The company recycles scrap metals, including copper, aluminum, brass, and steel. The company also recycles electronic equipment, wire, and computers.
Mr. Lobascio and his brother Joe founded the company in 2011 following the sale of the moving and storage company they operated for 32 years. Friends and relatives familiar with recycling thought it would be a good business for the brothers to try next.
"In the beginning, we could not afford anything like radio advertising. So, our only form of marketing was me. I literally went door-to-door, handing out my cards to businesses asking if I could buy their scrap metal and old computers."
"Every company has metal it needs to get rid of," he says. "Old wires, old computers, and scrap from manufacturing, old furniture, you name it."
"Once a company would agree to let me buy from them, my brother Joe would then be responsible for selling the scrap to foundries. They would then recycle the different types of metals I had brought in. Our profit was the difference between the cost of buying and selling."
Fortunately for the Lobascios, in late 2012, there was a huge worldwide demand for American recycled commodities. It stemmed from a weakened US dollar and building booms in places like China and Dubai. As a result, business at Armor Metals and Recycling exploded.
"Prices for commodities like scrap metal were selling at record highs. It was the perfect storm of positive events for a new company like ours."
"In 2014, though, the commodities markets began cooling. By 2016, it had crashed," says Mr. Lobascio. "To survive, we needed to bring in a higher volume of scrap to offset the effects of lower prices."
This was something Frank could not accomplish by going door-to-door. He needed a way to reach a lot more people.
"I learned over time that a lot of our suppliers listen to Philadelphia radio. So, I would ask them which stations they listen to most. That's where I started."
In 2016, Armor Metal & Recycling broadcast its first radio commercial.
"We had good response almost right away," says Mr.
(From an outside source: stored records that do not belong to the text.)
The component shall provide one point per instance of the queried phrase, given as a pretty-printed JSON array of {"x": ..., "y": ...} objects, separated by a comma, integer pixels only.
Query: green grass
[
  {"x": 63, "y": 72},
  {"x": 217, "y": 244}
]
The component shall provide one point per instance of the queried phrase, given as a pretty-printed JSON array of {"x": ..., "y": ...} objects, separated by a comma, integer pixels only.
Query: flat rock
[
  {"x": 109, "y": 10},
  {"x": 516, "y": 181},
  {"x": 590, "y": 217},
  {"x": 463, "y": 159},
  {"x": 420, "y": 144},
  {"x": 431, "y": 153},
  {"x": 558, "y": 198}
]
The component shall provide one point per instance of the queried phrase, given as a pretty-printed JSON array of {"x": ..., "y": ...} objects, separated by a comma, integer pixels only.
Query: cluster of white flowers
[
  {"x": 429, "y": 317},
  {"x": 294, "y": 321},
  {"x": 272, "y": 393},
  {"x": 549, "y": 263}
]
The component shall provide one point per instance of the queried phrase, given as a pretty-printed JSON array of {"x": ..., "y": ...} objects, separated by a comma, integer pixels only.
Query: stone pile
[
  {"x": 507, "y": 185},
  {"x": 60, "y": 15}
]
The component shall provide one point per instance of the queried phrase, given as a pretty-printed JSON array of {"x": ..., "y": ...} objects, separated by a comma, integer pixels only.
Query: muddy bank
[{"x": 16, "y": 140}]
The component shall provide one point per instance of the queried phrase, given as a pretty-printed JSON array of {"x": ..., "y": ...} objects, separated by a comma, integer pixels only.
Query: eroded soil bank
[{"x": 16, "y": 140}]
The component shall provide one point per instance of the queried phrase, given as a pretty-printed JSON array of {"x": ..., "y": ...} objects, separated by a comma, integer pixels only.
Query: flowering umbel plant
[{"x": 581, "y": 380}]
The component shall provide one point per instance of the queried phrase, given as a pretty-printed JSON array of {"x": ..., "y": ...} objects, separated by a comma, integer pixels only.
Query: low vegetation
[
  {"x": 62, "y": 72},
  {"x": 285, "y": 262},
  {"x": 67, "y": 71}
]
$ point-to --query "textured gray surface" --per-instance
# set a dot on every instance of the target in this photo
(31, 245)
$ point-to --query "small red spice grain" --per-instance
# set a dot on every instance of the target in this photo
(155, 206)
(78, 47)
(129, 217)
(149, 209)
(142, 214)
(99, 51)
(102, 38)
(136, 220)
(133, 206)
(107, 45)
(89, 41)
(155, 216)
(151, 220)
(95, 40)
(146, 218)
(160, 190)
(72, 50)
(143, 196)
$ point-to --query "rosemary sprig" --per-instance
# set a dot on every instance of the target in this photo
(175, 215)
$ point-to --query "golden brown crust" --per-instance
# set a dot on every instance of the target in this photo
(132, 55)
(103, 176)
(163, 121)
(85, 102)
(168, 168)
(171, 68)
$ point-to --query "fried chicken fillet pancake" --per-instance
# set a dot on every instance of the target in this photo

Lobascio. "New customers were telling us all the time that they learned about us on the radio."
More Radio Stations Are Added To Marketing Mix
He was so pleased with the results of his first radio campaign Mr. Lobascio added a second station. Then a third. And then, a fourth.
"Every time we added a new station to our mix," he says, "We saw a significant increase in new customers. We were getting calls from companies we never heard of who had a lot of scrap to sell."
"One of our biggest single deals, ever, came from an electrical company in Allentown. The customer had heard about us from a commercial on a Philadelphia radio station. He called us out of the blue and told us he had an extraordinary amount of scrap wire he needed to get rid of. We were there the next day with our trucks to pick it up."
Mr. Lobascio also credits his radio advertising with the opportunity to pick-up NFL films and The Federal National Mortgage Association (aka Fannie Mae) as customers.
Radio Advertising Opens The Door To New Customers
"The majority of our scrap now comes from very large companies," he says. "Companies like Pepsi and Dow Chemical. Philadelphia radio advertising often plays a part for us getting into these companies."
According to Nielsen, radio advertising is the most potent way for companies like Armor Metal & Recycling to reach decision makers at both large and small companies.
Every week, for instance, Philadelphia radio reaches 92.6% of all business decision makers and 95.6% of all small business owners in the Delaware Valley. This is significantly more than are reached by other advertising options.
Mr. Lobascio is so confident in the value of Philadelphia radio that he now advertises almost every week of the year.
"I can tell you exactly when our commercials are on the radio," he says, "because when they are, we get new customers."